We started with an appointment-only facility and that eventually grew into retail stores. The reason we did that was because there’s only one Jason. I can only sell so much. I only have two hands. There’s only 24 hours in a day, so I can’t possibly be in Vegas and Los Angeles at the same time. We needed to develop a more scalable approach, something that is a little bit more owner absentee and the only way to do that was to open our own retail outlets.

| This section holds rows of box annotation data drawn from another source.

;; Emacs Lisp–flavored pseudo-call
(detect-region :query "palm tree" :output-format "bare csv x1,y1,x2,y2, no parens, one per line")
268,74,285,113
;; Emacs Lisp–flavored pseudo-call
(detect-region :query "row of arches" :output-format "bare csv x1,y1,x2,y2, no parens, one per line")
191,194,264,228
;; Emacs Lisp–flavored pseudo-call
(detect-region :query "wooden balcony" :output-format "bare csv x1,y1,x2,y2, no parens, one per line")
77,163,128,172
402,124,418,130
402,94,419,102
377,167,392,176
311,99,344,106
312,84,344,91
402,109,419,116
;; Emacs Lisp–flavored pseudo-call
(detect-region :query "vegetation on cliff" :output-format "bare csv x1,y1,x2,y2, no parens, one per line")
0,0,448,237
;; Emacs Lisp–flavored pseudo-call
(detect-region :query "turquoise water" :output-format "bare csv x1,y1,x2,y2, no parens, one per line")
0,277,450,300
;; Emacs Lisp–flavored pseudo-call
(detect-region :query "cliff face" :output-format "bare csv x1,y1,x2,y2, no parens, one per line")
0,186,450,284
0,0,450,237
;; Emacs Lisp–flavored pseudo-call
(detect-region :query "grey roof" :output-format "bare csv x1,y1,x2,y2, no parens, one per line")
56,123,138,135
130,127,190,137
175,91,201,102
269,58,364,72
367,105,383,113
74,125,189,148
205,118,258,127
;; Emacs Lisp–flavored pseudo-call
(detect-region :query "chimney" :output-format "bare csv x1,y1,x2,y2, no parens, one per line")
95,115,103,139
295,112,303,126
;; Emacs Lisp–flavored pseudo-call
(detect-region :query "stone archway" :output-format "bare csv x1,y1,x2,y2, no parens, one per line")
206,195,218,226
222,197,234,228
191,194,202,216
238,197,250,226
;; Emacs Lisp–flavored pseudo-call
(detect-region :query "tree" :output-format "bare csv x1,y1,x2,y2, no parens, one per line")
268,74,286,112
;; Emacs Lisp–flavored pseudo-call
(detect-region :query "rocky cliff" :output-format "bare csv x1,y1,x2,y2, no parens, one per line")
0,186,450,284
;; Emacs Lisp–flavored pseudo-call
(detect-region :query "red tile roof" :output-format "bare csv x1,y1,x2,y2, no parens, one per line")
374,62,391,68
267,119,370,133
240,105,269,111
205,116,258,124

Well, obviously the barrier to entry in this particular industry is very high basically due to the capital investment that’s needed. Jewelry is not shaped. It’s not like t-shirts in a retail store. You’re actually putting diamonds and it is extremely capital intensive. It wasn’t until about five years into the business where we kind of developed a retail strategy. When we did that, like I said, we’re looking for something more scalable. We also were looking for locations that were the best of the best locations you could possibly think of and we’ve been very fortunate. We’re open in the Beverly Wilshire Hotel. We took over the same store that was in the movie Pretty Woman, the jewelry store. We opened up in the Cosmopolitan Hotel in Las Vegas right when it was opening, which is now the hottest hotel in Vegas. We were very fortunate along the way to have key retail locations that kind of really felt benefits immediately.
Absolutely and I mean, I’d rather pay for a better location and let our advertising budget suffer because at the end of the day, you want to put your product in the right eyes. What better place than the most high-end locations because let’s face it, I’m selling something that people don’t need. I’m selling something that’s an impulsive thing and it’s an unneeded luxury, so I have to make sure that I give myself the best chance to succeed and the only way to do that is to make sure I have locations that are in front of the right people.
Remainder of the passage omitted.